KUALA LUMPUR: The report on the findings of the Council of Eminent Persons (CEP) in the first 100 days of the Pakatan Harapan (PH) administration can be made public.
However, there are two things involving laws and diplomatic relations which need to be vetted first as such things can be misused by certain parties.
Economist and CEP member Professor Jomo Kwame Sundaram said it was his personal opinion that there was no harm if the people wanted to see the report, as long as some sensitive issues were not revealed, for the sake of national interests.
“We need to be careful with this kind of information as there are some things which could affect Malaysia’s relations with other countries. But other things that don’t have anything to do with sensitive information can be revealed. Whatever it is, it is up to the prime minister,” he told the New Straits Times Press.
Jomo was commenting on DAP adviser Lim Kit Siang’s statement urging that the report be made public to allow the people to know the results and to get clear information as to the state of the administration.
On the report itself, he said not all the five CEP members agreed on every single point, stressing however that this was commonplace as everyone had their own opinions.
He said it was not easy for everyone to come to a consensus, but at the end, the decision was placed in the hands of CEP chairman and former finance minister Tun Daim Zainuddin.
“If we were to have waited for all the CEP members to agree... I think until today that report would still not have been completed. However, in principle, all the members of the CEP agreed with the decisions made by the chairman (in drafting the report),” he said.
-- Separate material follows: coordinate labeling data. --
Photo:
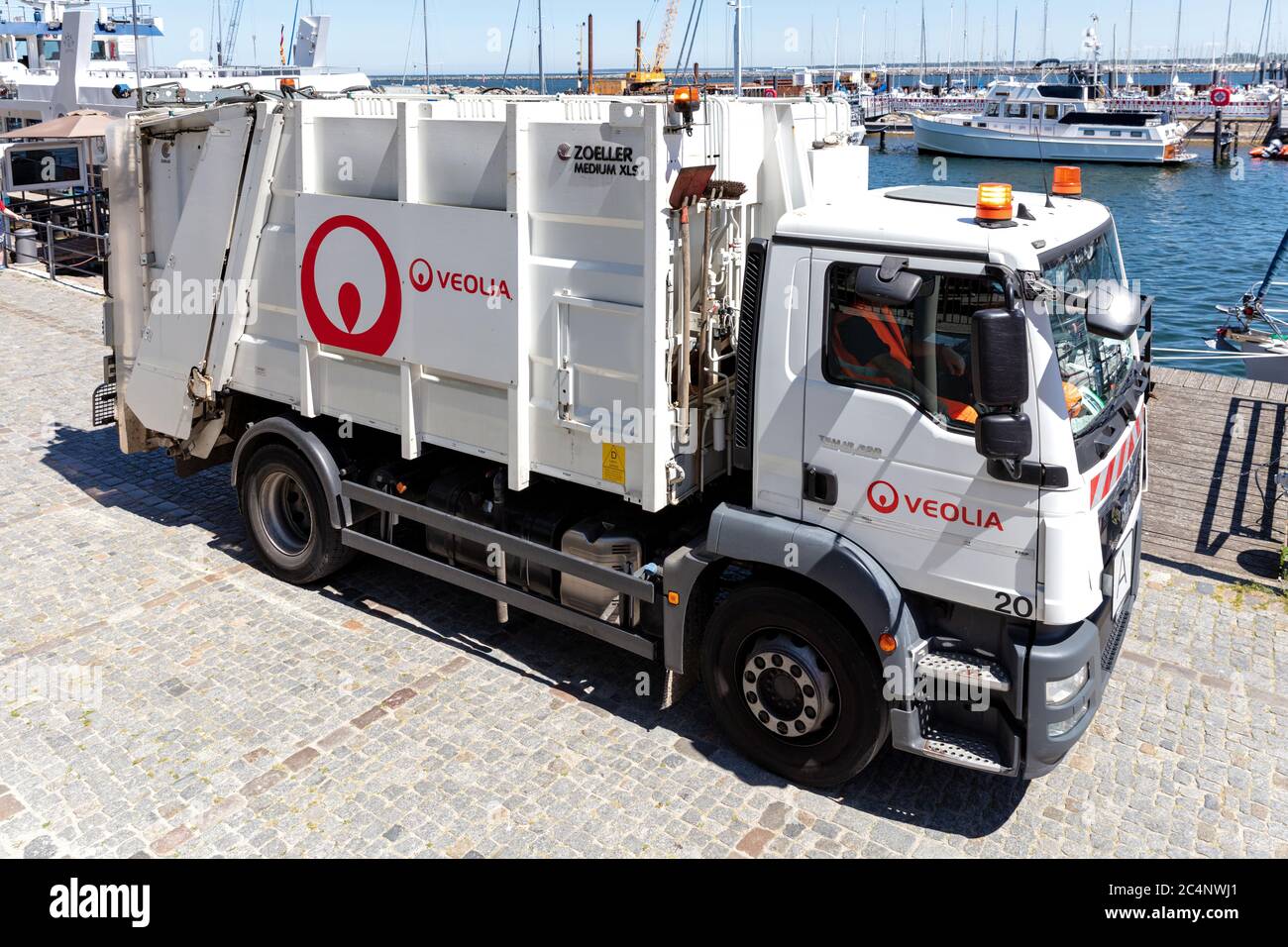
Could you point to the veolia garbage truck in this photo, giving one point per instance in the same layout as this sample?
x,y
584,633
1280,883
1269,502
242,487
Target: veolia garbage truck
x,y
866,464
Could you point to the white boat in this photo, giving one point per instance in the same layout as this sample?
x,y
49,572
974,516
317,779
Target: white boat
x,y
1256,330
1048,121
72,55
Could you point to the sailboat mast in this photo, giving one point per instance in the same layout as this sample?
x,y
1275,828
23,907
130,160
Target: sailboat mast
x,y
541,51
424,11
922,82
1225,51
1016,42
1046,12
737,47
1131,29
836,54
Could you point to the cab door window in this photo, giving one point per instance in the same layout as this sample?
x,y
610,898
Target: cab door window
x,y
919,352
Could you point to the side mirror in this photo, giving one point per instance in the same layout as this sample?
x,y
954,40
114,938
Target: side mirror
x,y
1113,311
1004,437
1000,359
889,283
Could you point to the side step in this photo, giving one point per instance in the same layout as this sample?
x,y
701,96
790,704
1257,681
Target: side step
x,y
970,671
962,751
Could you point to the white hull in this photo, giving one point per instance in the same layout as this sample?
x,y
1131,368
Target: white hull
x,y
954,138
1274,369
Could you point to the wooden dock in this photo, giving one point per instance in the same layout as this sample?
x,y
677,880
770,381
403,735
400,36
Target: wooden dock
x,y
1215,445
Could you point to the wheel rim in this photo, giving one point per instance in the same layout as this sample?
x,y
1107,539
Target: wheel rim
x,y
789,686
286,513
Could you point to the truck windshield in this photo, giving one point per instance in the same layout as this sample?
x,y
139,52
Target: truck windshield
x,y
1094,368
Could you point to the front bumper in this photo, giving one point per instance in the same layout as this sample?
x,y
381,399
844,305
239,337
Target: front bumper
x,y
1059,654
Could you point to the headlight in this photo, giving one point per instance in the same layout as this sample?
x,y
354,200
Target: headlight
x,y
1059,729
1061,690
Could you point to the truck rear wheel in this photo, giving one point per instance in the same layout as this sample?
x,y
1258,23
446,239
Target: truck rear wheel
x,y
793,688
286,517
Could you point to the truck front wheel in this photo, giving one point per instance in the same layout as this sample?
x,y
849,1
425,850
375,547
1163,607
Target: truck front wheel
x,y
286,517
793,688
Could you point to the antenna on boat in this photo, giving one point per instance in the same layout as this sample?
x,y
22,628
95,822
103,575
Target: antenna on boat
x,y
1046,185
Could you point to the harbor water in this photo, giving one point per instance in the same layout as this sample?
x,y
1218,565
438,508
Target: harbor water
x,y
1193,236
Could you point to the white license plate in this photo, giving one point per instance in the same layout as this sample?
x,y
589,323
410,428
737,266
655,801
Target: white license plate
x,y
1125,571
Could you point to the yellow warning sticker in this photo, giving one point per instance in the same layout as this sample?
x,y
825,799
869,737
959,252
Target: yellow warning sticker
x,y
614,464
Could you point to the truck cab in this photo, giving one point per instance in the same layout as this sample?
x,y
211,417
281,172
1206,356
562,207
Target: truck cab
x,y
948,388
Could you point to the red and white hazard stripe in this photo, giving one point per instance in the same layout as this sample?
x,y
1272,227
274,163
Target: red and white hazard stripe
x,y
1104,482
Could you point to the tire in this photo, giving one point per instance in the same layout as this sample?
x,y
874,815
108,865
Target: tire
x,y
286,517
849,724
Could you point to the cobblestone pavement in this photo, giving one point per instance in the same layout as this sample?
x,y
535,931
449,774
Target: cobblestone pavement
x,y
386,715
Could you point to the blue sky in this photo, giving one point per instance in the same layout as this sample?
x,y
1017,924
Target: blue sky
x,y
382,35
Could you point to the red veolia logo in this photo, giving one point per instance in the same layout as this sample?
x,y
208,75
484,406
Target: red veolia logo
x,y
884,497
376,339
421,275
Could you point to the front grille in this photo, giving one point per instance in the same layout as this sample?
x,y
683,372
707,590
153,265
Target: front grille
x,y
104,405
1115,643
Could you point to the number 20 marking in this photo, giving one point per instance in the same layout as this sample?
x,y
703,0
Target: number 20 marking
x,y
1014,604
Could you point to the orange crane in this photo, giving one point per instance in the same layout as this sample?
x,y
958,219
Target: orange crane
x,y
652,77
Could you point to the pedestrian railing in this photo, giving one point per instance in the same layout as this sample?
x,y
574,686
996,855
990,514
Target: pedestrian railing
x,y
52,250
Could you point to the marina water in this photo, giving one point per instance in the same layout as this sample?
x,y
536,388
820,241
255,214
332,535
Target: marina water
x,y
1193,236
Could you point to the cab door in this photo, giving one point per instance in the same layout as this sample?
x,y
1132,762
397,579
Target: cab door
x,y
889,454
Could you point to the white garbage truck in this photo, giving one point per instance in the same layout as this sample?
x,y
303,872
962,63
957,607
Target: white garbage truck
x,y
866,464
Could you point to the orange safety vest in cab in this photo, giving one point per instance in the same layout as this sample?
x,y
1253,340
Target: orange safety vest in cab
x,y
889,334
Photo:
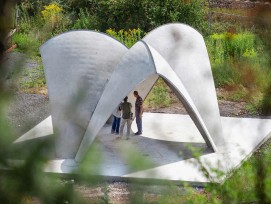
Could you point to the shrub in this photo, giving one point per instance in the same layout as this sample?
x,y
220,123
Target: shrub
x,y
85,20
26,43
127,37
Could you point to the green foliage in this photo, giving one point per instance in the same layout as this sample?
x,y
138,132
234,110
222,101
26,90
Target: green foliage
x,y
225,46
148,14
26,43
129,37
85,20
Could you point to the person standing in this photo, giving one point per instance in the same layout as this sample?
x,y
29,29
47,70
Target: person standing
x,y
126,117
138,112
116,121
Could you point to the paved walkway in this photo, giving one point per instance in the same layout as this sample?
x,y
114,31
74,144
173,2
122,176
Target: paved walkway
x,y
164,149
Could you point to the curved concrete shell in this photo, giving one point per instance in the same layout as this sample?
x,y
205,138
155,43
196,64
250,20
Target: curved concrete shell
x,y
185,51
139,65
88,74
77,66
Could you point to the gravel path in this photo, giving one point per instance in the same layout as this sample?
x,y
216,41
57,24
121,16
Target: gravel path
x,y
26,110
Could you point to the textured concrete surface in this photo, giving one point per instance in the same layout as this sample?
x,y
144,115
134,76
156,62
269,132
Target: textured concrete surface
x,y
168,155
184,50
89,73
77,66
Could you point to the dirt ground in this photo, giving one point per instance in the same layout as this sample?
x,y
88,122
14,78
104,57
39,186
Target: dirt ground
x,y
25,107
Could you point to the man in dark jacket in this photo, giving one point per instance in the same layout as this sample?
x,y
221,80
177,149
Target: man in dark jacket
x,y
126,117
138,112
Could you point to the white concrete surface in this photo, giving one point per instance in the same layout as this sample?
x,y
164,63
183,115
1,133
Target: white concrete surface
x,y
43,129
77,67
184,50
89,73
167,151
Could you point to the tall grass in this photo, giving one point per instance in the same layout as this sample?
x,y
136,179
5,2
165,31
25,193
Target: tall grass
x,y
240,65
127,37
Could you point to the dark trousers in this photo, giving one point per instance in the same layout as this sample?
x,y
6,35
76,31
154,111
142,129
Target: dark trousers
x,y
138,122
115,125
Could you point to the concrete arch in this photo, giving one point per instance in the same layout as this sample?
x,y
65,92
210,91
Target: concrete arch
x,y
76,73
184,50
137,66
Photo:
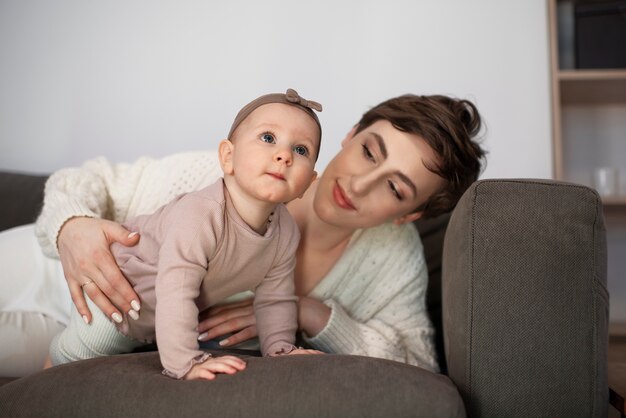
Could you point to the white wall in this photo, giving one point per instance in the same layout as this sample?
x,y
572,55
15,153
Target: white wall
x,y
79,79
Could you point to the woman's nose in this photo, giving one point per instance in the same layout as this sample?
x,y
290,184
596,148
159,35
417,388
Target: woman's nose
x,y
362,183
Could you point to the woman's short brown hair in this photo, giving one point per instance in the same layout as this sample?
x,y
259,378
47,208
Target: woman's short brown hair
x,y
450,127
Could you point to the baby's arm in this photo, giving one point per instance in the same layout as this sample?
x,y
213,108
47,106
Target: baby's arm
x,y
275,303
189,243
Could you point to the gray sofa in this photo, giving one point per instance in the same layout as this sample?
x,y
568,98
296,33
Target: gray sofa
x,y
518,298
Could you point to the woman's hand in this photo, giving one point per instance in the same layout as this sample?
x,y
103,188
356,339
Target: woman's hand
x,y
299,351
235,318
84,248
208,369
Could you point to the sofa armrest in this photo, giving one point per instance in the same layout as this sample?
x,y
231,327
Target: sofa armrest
x,y
21,196
525,304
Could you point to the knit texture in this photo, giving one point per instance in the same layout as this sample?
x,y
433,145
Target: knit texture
x,y
376,289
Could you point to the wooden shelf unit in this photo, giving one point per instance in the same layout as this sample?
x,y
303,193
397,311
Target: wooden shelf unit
x,y
589,131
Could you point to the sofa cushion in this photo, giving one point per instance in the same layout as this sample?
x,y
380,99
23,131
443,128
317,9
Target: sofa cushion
x,y
526,305
21,196
301,385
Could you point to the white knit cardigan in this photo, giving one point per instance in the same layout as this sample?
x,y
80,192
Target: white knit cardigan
x,y
376,290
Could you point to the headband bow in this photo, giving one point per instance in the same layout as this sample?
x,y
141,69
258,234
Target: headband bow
x,y
293,97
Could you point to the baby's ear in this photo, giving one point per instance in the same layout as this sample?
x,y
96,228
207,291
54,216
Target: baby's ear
x,y
225,152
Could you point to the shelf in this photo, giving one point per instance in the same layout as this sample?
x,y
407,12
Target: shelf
x,y
619,201
592,87
590,75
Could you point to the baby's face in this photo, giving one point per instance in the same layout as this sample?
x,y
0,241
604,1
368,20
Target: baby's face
x,y
274,152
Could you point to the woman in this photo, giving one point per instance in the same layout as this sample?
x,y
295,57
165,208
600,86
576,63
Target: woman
x,y
360,272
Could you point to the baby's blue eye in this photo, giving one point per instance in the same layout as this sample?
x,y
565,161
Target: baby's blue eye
x,y
269,138
301,149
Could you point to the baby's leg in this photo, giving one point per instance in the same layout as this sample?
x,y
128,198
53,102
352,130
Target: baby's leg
x,y
81,341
Jomo said the report was also drafted in order to assess the previous administration and contained certain criticisms, and if these were revealed to the public, it would seem as though the CEP had made their own conclusions.
“This is why I stress that we need to be careful with such information as not everything can be made public,” he said.
Prime Minister Tun Dr Mahathir Mohamad had said recently that the CEP report was a government matter and should not be made public.
“The CEP was formed to carry out a specific, special task, including investigating (certain issues) and filing reports... whether I receive the reports or otherwise, is my business. The main thing is that they provide the information that I need to make decisions, so this is a government matter,” he said.
The CEP was formed immediately after PH formed the government following its victory in the May 9 general election.
Besides Jomo and Daim, the other members were former Bank Negara governor Tan Sri Zeti Akhtar Aziz, Petronas president and chief executive Tan Sri Hassan Merican and corporate tycoon Robert Kuok.
In the 100 days it existed, CEP met with some 350 different people, including representatives of more than 200 organisations and agencies.